Salum Kashafali. Da guerra civil em África ao ouro pela Noruega
«Nem sei o que dizer. Vim do nada. Andava a pedir dinheiro na rua.» Salum Ageze Kashafali é o novo campeão paralímpico dos 100 metros em T12 (categoria destinada para atletas com deficiência visual) e não podia sentir mais o peso do caminho.
Não foi o ouro no final que o afetou, foi sentir a jornada chegar ao fim. «Mudei-me para a Noruega como um refugiado. Passei por tanta coisa, por balas e por fome. Tornar-me um dos melhores do mundo significa muito muito para mim. Vale a pena. Vale a pena vir do zero e alcançar alguma coisa. É a melhor forma de pôr as coisas: tudo é possível».
Salum Kashafali nasceu na República Democrática do Congo (ex-Zaire) a 25 de novembro de 1992. Com apenas 12 anos foi-lhe diagnosticada uma lesão que provocaria a perda da visão a curto prazo. Por esta altura, estava na Noruega há apenas um ano depois de escapar à guerra civil.
«Foi muito difícil a mudança para a Noruega porque só sabia falar francês e swahili. Foi muito difícil adaptar-me mas conseguiu safar-me e no final tive muitos amigos a ajudar-me. Ir para a Noruega salvou-me a vida», garantiu.
A vida na República Democrática do Congo era muito difícil daquela que acabou por encontrar em Bergen. «Não se tratava de correr ou de jogar futebol.
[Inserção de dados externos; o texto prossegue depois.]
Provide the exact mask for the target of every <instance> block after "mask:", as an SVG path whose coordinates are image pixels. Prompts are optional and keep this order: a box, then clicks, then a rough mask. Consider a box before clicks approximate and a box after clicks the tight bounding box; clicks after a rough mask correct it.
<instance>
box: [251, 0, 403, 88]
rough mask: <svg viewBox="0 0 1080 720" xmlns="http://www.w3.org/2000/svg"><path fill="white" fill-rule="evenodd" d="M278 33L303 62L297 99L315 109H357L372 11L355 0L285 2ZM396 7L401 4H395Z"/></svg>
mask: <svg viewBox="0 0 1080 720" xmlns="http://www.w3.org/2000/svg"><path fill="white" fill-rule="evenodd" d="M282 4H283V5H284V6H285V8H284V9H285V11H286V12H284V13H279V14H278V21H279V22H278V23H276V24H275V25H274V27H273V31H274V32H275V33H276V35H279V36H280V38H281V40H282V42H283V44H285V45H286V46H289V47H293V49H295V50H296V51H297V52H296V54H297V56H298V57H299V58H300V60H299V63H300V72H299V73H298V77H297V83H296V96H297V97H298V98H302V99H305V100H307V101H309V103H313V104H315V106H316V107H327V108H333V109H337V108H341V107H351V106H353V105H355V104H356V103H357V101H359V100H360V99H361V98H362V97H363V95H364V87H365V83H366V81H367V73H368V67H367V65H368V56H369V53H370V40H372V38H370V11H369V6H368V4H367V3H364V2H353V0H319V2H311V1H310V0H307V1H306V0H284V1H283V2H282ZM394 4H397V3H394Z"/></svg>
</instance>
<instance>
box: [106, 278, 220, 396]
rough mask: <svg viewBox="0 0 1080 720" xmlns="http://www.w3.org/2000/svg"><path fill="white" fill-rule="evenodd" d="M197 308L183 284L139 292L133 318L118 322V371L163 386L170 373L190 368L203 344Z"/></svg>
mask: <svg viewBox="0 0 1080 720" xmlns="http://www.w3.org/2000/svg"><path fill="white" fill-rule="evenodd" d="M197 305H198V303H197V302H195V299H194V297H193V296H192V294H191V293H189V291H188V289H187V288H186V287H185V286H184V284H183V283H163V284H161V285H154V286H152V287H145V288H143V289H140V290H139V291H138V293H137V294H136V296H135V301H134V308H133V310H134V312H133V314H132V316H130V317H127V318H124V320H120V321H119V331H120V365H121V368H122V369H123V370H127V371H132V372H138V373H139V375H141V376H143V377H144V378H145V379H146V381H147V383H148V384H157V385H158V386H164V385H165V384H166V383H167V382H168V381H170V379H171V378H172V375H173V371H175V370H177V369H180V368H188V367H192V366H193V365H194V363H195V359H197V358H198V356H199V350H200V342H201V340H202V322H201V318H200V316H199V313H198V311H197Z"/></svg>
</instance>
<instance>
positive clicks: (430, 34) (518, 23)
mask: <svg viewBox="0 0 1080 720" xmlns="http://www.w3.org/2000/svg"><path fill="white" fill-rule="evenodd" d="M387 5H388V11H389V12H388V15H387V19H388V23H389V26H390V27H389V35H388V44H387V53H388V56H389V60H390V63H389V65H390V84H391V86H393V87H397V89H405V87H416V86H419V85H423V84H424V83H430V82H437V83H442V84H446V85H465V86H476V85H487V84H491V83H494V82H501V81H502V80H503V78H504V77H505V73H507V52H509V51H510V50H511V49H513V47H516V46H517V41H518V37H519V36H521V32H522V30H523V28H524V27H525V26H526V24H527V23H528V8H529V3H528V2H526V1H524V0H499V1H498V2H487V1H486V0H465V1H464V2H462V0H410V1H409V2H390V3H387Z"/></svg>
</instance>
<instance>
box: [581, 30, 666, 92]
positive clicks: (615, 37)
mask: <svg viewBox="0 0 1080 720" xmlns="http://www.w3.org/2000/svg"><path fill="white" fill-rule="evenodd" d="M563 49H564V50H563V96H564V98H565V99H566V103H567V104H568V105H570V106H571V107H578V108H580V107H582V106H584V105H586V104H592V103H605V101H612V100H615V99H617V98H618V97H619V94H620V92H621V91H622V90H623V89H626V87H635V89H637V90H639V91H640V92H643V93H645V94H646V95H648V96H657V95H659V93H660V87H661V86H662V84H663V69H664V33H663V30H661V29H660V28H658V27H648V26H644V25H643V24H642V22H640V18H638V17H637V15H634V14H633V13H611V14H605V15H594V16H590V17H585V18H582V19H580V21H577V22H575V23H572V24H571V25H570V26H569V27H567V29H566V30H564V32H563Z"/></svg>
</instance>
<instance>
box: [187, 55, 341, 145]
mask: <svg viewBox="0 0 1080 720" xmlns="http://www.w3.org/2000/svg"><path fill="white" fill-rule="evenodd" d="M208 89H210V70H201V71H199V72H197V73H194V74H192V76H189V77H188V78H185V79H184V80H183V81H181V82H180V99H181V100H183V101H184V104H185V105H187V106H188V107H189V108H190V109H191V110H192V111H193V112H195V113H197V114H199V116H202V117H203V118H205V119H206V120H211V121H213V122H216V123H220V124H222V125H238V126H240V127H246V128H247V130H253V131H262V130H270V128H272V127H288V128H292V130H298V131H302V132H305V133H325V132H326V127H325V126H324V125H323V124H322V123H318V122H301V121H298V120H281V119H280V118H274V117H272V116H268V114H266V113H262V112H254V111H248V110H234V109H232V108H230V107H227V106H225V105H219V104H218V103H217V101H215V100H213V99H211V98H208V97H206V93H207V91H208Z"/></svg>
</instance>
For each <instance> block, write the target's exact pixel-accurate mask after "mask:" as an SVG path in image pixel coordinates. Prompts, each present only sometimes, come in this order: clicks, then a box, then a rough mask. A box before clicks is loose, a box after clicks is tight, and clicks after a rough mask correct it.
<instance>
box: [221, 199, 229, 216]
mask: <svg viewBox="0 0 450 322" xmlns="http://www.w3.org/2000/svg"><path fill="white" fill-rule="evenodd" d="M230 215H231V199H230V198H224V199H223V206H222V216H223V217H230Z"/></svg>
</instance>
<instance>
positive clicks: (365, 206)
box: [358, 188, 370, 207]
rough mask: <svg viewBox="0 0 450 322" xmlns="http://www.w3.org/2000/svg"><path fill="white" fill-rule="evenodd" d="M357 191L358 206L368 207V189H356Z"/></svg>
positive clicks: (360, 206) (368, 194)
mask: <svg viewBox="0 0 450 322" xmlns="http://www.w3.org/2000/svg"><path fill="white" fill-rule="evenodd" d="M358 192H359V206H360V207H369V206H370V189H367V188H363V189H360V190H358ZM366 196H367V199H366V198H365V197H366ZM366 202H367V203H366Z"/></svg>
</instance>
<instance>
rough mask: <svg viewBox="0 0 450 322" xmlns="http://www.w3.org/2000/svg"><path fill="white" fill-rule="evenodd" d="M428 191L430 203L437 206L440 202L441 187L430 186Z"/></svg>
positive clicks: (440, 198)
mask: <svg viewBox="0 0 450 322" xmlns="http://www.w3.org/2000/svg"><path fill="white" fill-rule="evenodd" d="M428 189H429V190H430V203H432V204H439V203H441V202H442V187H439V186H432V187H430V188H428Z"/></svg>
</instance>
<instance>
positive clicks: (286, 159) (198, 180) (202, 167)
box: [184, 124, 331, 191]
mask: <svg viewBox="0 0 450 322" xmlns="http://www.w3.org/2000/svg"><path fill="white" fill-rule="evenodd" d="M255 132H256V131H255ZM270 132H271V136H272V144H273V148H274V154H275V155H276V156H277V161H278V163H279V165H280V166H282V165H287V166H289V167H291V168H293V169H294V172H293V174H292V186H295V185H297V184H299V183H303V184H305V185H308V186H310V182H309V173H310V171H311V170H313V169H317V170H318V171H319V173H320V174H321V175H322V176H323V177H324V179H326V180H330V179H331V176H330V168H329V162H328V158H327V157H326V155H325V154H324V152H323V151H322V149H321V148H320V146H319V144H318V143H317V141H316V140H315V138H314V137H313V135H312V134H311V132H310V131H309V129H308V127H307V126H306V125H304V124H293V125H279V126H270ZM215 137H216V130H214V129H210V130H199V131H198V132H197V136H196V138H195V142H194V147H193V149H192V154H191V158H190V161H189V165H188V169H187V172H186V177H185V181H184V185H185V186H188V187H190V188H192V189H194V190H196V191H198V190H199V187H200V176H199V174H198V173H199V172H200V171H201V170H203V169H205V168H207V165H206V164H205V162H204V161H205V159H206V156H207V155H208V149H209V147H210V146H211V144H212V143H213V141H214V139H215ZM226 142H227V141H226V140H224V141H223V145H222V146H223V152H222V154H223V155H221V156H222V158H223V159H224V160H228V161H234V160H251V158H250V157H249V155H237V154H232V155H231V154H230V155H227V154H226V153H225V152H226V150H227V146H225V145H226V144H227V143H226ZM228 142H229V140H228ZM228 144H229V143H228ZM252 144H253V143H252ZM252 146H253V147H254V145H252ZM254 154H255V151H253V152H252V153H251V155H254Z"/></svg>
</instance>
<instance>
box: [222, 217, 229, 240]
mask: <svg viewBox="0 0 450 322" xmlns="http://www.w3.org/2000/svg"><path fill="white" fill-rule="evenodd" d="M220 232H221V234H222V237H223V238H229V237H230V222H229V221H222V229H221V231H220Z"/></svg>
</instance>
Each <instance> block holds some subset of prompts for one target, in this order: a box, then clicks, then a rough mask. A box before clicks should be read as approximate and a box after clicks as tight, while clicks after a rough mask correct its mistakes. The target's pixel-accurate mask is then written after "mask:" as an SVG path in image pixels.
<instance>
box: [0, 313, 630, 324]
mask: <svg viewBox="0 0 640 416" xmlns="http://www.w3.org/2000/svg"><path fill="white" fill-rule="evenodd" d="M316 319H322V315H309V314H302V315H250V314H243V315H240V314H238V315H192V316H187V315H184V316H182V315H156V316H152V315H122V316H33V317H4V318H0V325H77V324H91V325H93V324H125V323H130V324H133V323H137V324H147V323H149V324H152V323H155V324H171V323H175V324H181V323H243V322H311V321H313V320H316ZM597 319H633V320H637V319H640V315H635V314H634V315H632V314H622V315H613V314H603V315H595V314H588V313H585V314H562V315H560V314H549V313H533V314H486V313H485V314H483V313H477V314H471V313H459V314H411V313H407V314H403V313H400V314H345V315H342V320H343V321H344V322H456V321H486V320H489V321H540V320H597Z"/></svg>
As minhas prioridades eram encontrar comida e sobreviver, por isso chegar à Noruega foi como ganhar a lotaria e tornar-me bilionário. Nunca, nem nos meus sonhos mais impossíveis, consegui imaginar que teria um telhado por cima da cabeça e comida na mesa todos os dias», disse.
O desporto tornou-se uma parte comum da sua vida assim que chegou à Noruega. O futebol foi a primeira escolha mas com a perda gradual de visão concentrou-se no atletismo. «Cheguei a um ponto em que já não via nada, por isso tentei correr e… vencei a minha primeira corrida».
O resto é uma história de sucesso. Salum Ageze Kashafali começou a competir pela Noruega em 2019 e desde então já foi campeão do mundo, campeão da europa e campeão paralímpico com um novo recorde mundial: 10,43 segundos.
Nada mau para quem é agora professor de matemática em Bergen. Haverá alguém melhor para explicar que tudo é possível mesmo quando as probabilidades parecem estar todas contra?